A relay is an electromechanical device that uses an electromagnet to open or close a switch. The circuit that powers the electromagnet’s coil is completely separate from the circuit that is switched on or off by the relay’s switch, so it's possible to use a relay whose coil requires just a few volts to turn a line voltage circuit on or off.

For this relay, the coil requires just 12 VDC to operate and pulls just 75 mA, well under the current limit that can be sourced by the 555 timer IC’s output pin. But the switch part of this relay can handle up to 10 A of current at 120 VAC, more than enough to illuminate a flood lamp.

The switch part of a relay is available in different configurations just like manual switches. The most common switch configuration is double pole, double throw (DPDT), which means that the relay actually controls two separate switches that operate together, and that each switch has both normally open and normally closed contacts.

Here is a schematic diagram for a simple circuit that uses a 9 VDC circuit with a handheld pushbutton to turn a 120 VAC lamp on and off. The relay in the circuit has a coil rated for 9 VDC and a switch rating of 10 A at 117 VAC. Thus, only 9 VDC passes through the handheld pushbutton. If the person holding the switch decides to take it apart, he or she won’t be exposed to dangerous voltage.

A more complicated circuit, in which a 555 timer IC controls a flood lamp via a relay is another option. Here, one end of the relay coil is connected to the 555 timer IC’s output pin (pin 3), and the other end is connected to ground. When the 555’s output switches on, the relay closes, and the flood lamp circuit is completed.

Note the diode that’s placed across the relay coil in this circuit. This diode is required to protect the 555 timer IC from any back-current that might be created within the relay’s coil when the coil is energized. Because of electromagnetic induction, relay coils are prone to this problem.

When the coil is energized, it creates a magnetic field that causes the relay’s switch contacts to move. However, this magnetic field has a subtle side effect. In the instant that the voltage on the coil goes from zero to the Vss supply voltage, the magnetic field surrounding the coil expands from nothing to its maximum strength.

During this expansion, the magnetic field is moving relative to the coil itself.

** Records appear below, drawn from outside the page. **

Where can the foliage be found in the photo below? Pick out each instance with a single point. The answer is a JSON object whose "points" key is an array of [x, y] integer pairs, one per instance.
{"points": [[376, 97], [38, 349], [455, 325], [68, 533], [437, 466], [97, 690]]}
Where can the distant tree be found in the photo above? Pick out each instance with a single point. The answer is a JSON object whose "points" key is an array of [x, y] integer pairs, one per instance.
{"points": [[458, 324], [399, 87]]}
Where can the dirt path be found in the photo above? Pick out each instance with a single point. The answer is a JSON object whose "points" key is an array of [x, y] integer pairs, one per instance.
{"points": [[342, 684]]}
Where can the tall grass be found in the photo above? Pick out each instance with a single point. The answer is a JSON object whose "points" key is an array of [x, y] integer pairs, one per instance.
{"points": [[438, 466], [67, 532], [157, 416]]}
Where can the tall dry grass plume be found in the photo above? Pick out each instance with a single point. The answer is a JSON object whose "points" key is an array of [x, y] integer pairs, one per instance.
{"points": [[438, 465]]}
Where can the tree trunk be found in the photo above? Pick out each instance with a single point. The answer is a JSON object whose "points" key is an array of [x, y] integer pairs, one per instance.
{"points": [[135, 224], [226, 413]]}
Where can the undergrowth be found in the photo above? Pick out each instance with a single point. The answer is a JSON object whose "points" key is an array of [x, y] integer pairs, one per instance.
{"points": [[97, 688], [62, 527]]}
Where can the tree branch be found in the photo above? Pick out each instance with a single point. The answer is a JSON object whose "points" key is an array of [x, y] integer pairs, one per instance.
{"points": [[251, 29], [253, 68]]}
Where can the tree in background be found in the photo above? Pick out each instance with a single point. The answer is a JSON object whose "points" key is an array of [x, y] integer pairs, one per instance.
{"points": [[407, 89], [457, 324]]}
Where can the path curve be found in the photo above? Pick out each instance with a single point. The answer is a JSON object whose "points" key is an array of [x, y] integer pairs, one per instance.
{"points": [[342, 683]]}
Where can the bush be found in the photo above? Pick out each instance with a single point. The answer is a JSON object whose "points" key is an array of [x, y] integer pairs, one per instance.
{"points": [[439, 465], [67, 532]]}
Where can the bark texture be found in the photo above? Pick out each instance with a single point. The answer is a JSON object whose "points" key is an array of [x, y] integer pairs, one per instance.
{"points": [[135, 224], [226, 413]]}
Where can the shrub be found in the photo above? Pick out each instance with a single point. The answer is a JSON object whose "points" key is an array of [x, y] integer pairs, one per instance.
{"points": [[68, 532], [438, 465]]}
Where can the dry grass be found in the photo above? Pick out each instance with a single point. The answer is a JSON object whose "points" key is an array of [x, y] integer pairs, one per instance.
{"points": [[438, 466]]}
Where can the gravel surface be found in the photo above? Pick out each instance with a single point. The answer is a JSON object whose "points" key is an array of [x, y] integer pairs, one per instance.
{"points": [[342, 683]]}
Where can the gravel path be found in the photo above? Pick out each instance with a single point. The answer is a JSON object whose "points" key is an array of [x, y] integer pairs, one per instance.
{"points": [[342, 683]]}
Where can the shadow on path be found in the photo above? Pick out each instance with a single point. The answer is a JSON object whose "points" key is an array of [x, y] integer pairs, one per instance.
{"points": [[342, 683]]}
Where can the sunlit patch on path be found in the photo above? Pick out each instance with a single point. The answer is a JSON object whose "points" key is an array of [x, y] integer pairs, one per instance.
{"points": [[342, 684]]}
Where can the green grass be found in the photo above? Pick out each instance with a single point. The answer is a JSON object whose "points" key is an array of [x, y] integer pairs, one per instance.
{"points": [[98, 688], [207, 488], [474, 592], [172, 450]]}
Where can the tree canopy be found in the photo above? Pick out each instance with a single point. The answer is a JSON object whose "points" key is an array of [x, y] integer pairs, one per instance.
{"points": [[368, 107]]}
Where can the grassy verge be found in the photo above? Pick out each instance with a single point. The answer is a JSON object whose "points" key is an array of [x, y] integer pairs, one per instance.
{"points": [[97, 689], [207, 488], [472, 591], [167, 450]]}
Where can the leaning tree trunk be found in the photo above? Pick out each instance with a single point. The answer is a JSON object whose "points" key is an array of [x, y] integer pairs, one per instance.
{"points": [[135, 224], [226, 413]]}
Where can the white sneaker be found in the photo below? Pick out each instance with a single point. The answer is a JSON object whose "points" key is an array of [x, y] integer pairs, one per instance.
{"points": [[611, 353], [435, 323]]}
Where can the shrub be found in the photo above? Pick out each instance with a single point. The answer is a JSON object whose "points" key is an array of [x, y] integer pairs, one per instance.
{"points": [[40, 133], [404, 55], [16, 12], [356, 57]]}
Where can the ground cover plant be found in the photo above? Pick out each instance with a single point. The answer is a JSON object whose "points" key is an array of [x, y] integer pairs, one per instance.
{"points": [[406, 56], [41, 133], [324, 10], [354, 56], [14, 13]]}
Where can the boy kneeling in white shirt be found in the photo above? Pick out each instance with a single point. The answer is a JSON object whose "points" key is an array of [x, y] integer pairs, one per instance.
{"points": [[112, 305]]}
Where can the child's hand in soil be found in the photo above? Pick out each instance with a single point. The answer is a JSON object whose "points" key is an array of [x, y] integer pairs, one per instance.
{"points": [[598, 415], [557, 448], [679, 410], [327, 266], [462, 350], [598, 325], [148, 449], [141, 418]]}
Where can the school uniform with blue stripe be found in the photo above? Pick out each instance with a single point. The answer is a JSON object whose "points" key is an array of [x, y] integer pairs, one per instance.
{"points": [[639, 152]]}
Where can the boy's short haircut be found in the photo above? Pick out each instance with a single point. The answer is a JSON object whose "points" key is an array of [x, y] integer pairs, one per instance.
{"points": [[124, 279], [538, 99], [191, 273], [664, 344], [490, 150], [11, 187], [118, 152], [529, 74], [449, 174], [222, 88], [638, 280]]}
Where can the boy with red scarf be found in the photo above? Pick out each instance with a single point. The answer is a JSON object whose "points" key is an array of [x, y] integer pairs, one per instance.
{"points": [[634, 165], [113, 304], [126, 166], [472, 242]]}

Because of the principal of induction, this moving magnetic field induces a current in the coil itself, in the opposite direction as the current that is energizing the coil.

Depending on the circumstances, this back current can be powerful — powerful enough to overwhelm the output current coming from the 555 timer IC and possibly powerful enough to send current into the output pin, which can damage or destroy the 555 chip. D1 prevents this from happening by providing the equivalent of a short circuit across the coil for current flowing back toward the output pin.

Whenever you drive a relay from a circuit that has delicate components such as integrated circuits or transistors, you should always include a diode across the relay coil to prevent the relay from damaging your circuits.